When Annie’s own tears had stopped, she picked up the boy’s purse, which had fallen as he flung it, on to the opposite seat. It was a handsome purse and pocket-book, given him by his mother; but it had suffered from experiments made upon it with the various articles in his tool-chest. He had begun a diary in it when it was new, which had dwindled down to an occasional note of his transactions in rabbits. There were other boyish documents, a cutting from the Field, et cetera, and there was more than five pounds in money, a broken scarf-pin, and two used foreign postage-stamps. She had no scruples about accepting the money, which was a welcome addition to her not very large store, and the pocket-book she put in her desk later as a cherished souvenir of the being she cared most about in the world. The boy’s high spirits and frank pleasure in hers had won her from the first, and the only things she regretted in her life at the Grange were the walks and drives and barbaric sports of ratting and mouse-bunting with him as a companion.

When she got to London, she went straight to a street she had been told of, north of Oxford Street, well known for cheap lodgings. She took a furnished bedroom at the top of a dingy house, and then next day she returned to Euston Station to fetch her luggage, which she had left at the parcels-office there, for fear of the extra expense of driving about in a cab with it, in case she should have any difficulty in finding a suitable lodging. She was on foot; and, as she entered the station, a hansom passed her with a young man in it who quite startled her by his likeness to Harry. The resemblance was so strong that she stopped, half inclined to turn back and walk about for a little while, in case it should be, indeed, her husband, so that he might have left the station before she got there. But then she reasoned with herself that Harry was in Leicestershire, and was expected at Garstone to-day, even if he were not already there; so that she decided to go boldly on. Another feeling impelled her forward—an unacknowledged hankering for a last sight of her husband, or even for a look at the man who so strongly resembled him.

Annie did not love her husband—she had never really loved him; and since Christmas she almost hated him. But, now that she had left him forever, and that too without any farewell, a natural inconsistency prompted her to try to steal a last look at the handsome lad who had been her lord and master.

So she went into the station, and, leaving her luggage for future consideration, looked about cautiously for the man she had seen in the hansom. He was not to be seen about the ticket offices, and, growing bolder, she slipped in and out among the groups of people on the platform. A train was about to start for the North. Still with caution, but attracted in spite of herself toward that train, which, as she knew, would stop at Beckham, Annie advanced until she was nearly opposite to the doors of the refreshment-room.
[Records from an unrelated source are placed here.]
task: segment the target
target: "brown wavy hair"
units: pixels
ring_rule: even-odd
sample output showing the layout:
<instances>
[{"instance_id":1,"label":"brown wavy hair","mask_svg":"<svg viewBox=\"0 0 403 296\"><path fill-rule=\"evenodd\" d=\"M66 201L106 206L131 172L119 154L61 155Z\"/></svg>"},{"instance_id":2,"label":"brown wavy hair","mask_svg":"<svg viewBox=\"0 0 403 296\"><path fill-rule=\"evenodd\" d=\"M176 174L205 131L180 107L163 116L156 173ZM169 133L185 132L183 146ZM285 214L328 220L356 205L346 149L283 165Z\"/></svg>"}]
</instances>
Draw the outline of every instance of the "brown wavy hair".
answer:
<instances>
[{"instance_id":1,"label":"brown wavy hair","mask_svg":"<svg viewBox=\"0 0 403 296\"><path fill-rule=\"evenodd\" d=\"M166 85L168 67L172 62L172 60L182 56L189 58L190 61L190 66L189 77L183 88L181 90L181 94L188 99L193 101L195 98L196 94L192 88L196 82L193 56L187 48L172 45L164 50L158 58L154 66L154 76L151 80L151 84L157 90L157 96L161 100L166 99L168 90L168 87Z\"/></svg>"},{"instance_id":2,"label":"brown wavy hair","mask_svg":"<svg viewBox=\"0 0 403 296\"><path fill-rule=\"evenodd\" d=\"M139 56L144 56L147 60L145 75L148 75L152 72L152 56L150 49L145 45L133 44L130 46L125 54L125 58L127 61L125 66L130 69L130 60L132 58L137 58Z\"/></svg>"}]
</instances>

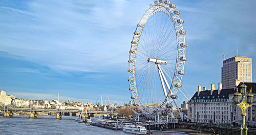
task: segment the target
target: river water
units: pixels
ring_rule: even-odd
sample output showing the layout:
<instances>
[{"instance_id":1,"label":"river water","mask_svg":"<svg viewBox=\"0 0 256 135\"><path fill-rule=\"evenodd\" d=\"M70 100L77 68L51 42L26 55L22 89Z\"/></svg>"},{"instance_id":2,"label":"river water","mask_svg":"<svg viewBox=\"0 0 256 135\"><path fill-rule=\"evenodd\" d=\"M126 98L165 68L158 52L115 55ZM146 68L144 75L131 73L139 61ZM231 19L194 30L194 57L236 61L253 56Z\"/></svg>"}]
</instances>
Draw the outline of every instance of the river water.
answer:
<instances>
[{"instance_id":1,"label":"river water","mask_svg":"<svg viewBox=\"0 0 256 135\"><path fill-rule=\"evenodd\" d=\"M62 116L61 120L55 116L38 116L37 119L28 116L0 117L1 134L132 134L74 121L76 117ZM93 121L94 118L91 118ZM154 132L154 134L187 134L184 133Z\"/></svg>"}]
</instances>

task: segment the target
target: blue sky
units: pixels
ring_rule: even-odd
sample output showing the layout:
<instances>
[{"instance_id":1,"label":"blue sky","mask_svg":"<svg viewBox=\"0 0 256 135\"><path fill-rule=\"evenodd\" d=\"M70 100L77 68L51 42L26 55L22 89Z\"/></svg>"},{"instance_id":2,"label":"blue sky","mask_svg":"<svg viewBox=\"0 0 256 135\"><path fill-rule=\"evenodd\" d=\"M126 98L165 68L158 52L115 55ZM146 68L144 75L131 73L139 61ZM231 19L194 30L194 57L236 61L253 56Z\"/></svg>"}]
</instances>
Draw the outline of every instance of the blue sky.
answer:
<instances>
[{"instance_id":1,"label":"blue sky","mask_svg":"<svg viewBox=\"0 0 256 135\"><path fill-rule=\"evenodd\" d=\"M153 1L1 1L0 89L17 98L130 100L129 51L136 24ZM221 82L223 55L253 58L255 1L171 1L187 33L186 75L198 85ZM185 98L178 93L179 103Z\"/></svg>"}]
</instances>

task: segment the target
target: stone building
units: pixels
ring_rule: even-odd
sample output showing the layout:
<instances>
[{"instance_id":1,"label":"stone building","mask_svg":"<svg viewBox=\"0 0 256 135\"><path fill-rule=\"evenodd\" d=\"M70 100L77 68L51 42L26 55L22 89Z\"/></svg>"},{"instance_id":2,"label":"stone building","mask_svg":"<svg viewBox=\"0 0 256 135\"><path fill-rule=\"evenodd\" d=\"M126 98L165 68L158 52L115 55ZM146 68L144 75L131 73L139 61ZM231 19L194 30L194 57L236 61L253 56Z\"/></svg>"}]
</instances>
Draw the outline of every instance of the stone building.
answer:
<instances>
[{"instance_id":1,"label":"stone building","mask_svg":"<svg viewBox=\"0 0 256 135\"><path fill-rule=\"evenodd\" d=\"M252 58L234 56L223 60L221 68L221 82L223 89L233 88L244 81L252 82Z\"/></svg>"},{"instance_id":2,"label":"stone building","mask_svg":"<svg viewBox=\"0 0 256 135\"><path fill-rule=\"evenodd\" d=\"M4 106L11 105L12 99L15 98L12 95L6 95L6 92L4 91L0 91L0 106Z\"/></svg>"},{"instance_id":3,"label":"stone building","mask_svg":"<svg viewBox=\"0 0 256 135\"><path fill-rule=\"evenodd\" d=\"M29 107L31 101L28 99L15 98L13 102L14 107Z\"/></svg>"},{"instance_id":4,"label":"stone building","mask_svg":"<svg viewBox=\"0 0 256 135\"><path fill-rule=\"evenodd\" d=\"M240 89L240 83L237 86ZM251 87L252 94L256 94L256 83L245 83L247 86L247 93ZM241 110L235 105L233 94L236 88L222 88L219 84L219 89L215 89L214 84L211 89L206 89L198 86L198 91L188 103L187 121L192 122L209 124L233 123L240 124L242 122ZM255 125L255 111L256 99L253 99L252 107L247 109L247 121L250 125Z\"/></svg>"}]
</instances>

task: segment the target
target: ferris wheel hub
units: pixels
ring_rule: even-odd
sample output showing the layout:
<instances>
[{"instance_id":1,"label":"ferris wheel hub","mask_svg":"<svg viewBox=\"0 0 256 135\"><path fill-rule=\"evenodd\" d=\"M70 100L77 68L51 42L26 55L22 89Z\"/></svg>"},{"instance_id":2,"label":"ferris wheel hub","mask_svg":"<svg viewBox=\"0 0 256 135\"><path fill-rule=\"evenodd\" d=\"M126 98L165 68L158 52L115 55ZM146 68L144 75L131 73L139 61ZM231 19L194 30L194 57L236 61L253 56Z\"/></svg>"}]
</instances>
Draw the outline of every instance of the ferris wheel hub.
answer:
<instances>
[{"instance_id":1,"label":"ferris wheel hub","mask_svg":"<svg viewBox=\"0 0 256 135\"><path fill-rule=\"evenodd\" d=\"M168 62L163 60L158 60L157 59L152 59L147 58L147 62L152 62L156 63L156 64L167 64Z\"/></svg>"}]
</instances>

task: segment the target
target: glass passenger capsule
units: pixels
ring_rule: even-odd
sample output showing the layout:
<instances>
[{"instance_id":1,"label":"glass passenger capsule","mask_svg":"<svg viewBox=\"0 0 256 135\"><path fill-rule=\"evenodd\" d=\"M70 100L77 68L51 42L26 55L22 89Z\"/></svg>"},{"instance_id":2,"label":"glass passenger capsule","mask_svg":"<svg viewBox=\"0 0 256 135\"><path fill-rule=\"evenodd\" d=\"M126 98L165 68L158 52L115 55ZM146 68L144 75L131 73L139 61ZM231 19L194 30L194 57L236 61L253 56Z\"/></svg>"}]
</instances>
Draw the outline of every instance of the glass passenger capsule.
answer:
<instances>
[{"instance_id":1,"label":"glass passenger capsule","mask_svg":"<svg viewBox=\"0 0 256 135\"><path fill-rule=\"evenodd\" d=\"M182 57L181 57L180 58L180 59L182 60L182 61L186 61L187 60L187 58L184 57L184 56L182 56Z\"/></svg>"},{"instance_id":2,"label":"glass passenger capsule","mask_svg":"<svg viewBox=\"0 0 256 135\"><path fill-rule=\"evenodd\" d=\"M174 11L175 14L180 14L180 12L179 10L175 10Z\"/></svg>"},{"instance_id":3,"label":"glass passenger capsule","mask_svg":"<svg viewBox=\"0 0 256 135\"><path fill-rule=\"evenodd\" d=\"M135 96L132 96L132 97L131 97L131 99L136 99L136 98L137 98L137 97L135 97Z\"/></svg>"},{"instance_id":4,"label":"glass passenger capsule","mask_svg":"<svg viewBox=\"0 0 256 135\"><path fill-rule=\"evenodd\" d=\"M161 0L161 1L159 1L159 2L161 3L164 3L164 0Z\"/></svg>"},{"instance_id":5,"label":"glass passenger capsule","mask_svg":"<svg viewBox=\"0 0 256 135\"><path fill-rule=\"evenodd\" d=\"M132 42L131 42L132 44L137 44L137 41L132 41Z\"/></svg>"},{"instance_id":6,"label":"glass passenger capsule","mask_svg":"<svg viewBox=\"0 0 256 135\"><path fill-rule=\"evenodd\" d=\"M177 99L178 96L175 95L173 95L170 96L170 98L172 99Z\"/></svg>"},{"instance_id":7,"label":"glass passenger capsule","mask_svg":"<svg viewBox=\"0 0 256 135\"><path fill-rule=\"evenodd\" d=\"M140 33L139 32L135 32L133 33L134 35L138 35L140 34Z\"/></svg>"},{"instance_id":8,"label":"glass passenger capsule","mask_svg":"<svg viewBox=\"0 0 256 135\"><path fill-rule=\"evenodd\" d=\"M128 62L129 63L133 63L134 62L134 61L132 60L128 60Z\"/></svg>"},{"instance_id":9,"label":"glass passenger capsule","mask_svg":"<svg viewBox=\"0 0 256 135\"><path fill-rule=\"evenodd\" d=\"M181 31L180 31L180 33L181 34L183 34L183 35L186 35L186 34L187 34L187 33L184 30L181 30Z\"/></svg>"},{"instance_id":10,"label":"glass passenger capsule","mask_svg":"<svg viewBox=\"0 0 256 135\"><path fill-rule=\"evenodd\" d=\"M177 21L180 24L184 24L184 20L183 19L179 19Z\"/></svg>"},{"instance_id":11,"label":"glass passenger capsule","mask_svg":"<svg viewBox=\"0 0 256 135\"><path fill-rule=\"evenodd\" d=\"M180 84L180 83L176 83L176 84L175 84L175 85L174 85L174 86L175 86L177 87L181 87L182 86L182 85L181 84Z\"/></svg>"},{"instance_id":12,"label":"glass passenger capsule","mask_svg":"<svg viewBox=\"0 0 256 135\"><path fill-rule=\"evenodd\" d=\"M165 3L166 4L168 4L168 5L169 5L169 4L170 4L170 2L169 1L165 1Z\"/></svg>"},{"instance_id":13,"label":"glass passenger capsule","mask_svg":"<svg viewBox=\"0 0 256 135\"><path fill-rule=\"evenodd\" d=\"M173 107L173 105L170 104L167 104L165 105L165 107L166 107L166 108L172 108Z\"/></svg>"},{"instance_id":14,"label":"glass passenger capsule","mask_svg":"<svg viewBox=\"0 0 256 135\"><path fill-rule=\"evenodd\" d=\"M183 42L180 44L180 46L183 48L186 48L187 47L187 44Z\"/></svg>"},{"instance_id":15,"label":"glass passenger capsule","mask_svg":"<svg viewBox=\"0 0 256 135\"><path fill-rule=\"evenodd\" d=\"M129 52L130 53L135 53L135 51L130 50Z\"/></svg>"},{"instance_id":16,"label":"glass passenger capsule","mask_svg":"<svg viewBox=\"0 0 256 135\"><path fill-rule=\"evenodd\" d=\"M160 4L160 2L159 1L155 1L155 4Z\"/></svg>"},{"instance_id":17,"label":"glass passenger capsule","mask_svg":"<svg viewBox=\"0 0 256 135\"><path fill-rule=\"evenodd\" d=\"M176 5L175 5L174 4L170 4L169 7L171 8L176 8Z\"/></svg>"},{"instance_id":18,"label":"glass passenger capsule","mask_svg":"<svg viewBox=\"0 0 256 135\"><path fill-rule=\"evenodd\" d=\"M129 73L133 73L133 70L128 70L127 71Z\"/></svg>"},{"instance_id":19,"label":"glass passenger capsule","mask_svg":"<svg viewBox=\"0 0 256 135\"><path fill-rule=\"evenodd\" d=\"M143 25L142 24L138 24L138 25L137 25L137 26L138 26L138 27L142 27L142 26L143 26Z\"/></svg>"},{"instance_id":20,"label":"glass passenger capsule","mask_svg":"<svg viewBox=\"0 0 256 135\"><path fill-rule=\"evenodd\" d=\"M134 88L129 88L129 91L133 91L135 90Z\"/></svg>"},{"instance_id":21,"label":"glass passenger capsule","mask_svg":"<svg viewBox=\"0 0 256 135\"><path fill-rule=\"evenodd\" d=\"M185 72L184 72L184 71L179 71L178 73L180 75L185 75Z\"/></svg>"}]
</instances>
They opened, and a young man came out. Annie stopped, with the color rushing to her face; for it was Harry. He looked so handsome in his light traveling-suit, with his overcoat hanging loosely over his arm, that she felt quite proud of him, and stood there with her eyes fixed upon him, half hoping that he would turn and see her.

But he did not, for he was gazing eagerly in the opposite direction—so eagerly that he risked being left behind, as the carriage doors were being closed. Annie’s eyes followed his, and found that the object of his evident admiration was a showily-dressed woman with bold eyes and impossibly yellow hair, who was tottering along the platform in boots which had long slender pegs instead of heels.

With a sigh of disgust, Annie turned away. It was years before she saw her husband again.

CHAPTER XI.

The first thing Annie had done on arriving at her London lodging had been to take off her wedding-ring and hide it away in a corner of her desk. She had given to the landlady the name “Miss Langton,” which she had resolved to adopt for the future. These were her first steps toward cutting herself off from her past life; the next was a bolder one.

During these long weeks when she had lain ill in bed, she had pondered in her mind how she could live when she had left her husband, as she at the very beginning of her illness determined to do. One trial of the life of a governess had been enough for her, and she could not easily have re-entered it except in some sort under false pretenses. Besides, now that she had thrown herself upon her own resources, and stood once more alone in the world, her old ambitions had awakened within her, the old spirit cried out, the vague but strong consciousness of untried powers turned her thoughts to a career of art. One form of art alone seemed open to her—the stage. All that she knew, or almost all that she knew, of a theatrical life was distasteful to her, and her instinct would have led her to give herself up to writing. But she had already tried that, knew how hard it was even to get a hearing from the reading public, and cast aside the thought of literary distinction as taking too long to win.

Of course, knowing nothing about the stage, she fell into the common error of thinking that talent made itself more quickly manifest there, and utterly ignored the fact that it is about as easy for a woman of high principles, without either money or interest, to attain a good position in a London theater as for a drummer-boy to become a general. She knew she would have to wait and to work before she found her way to the front rank; but how long that weary waiting would last, or how dull that work would be, she had not the least idea. She had unbounded faith in herself, she had energy, a little patience, and she believed herself to have talent, and her heart beat fast with the thought that she was now free to measure her strength against the world.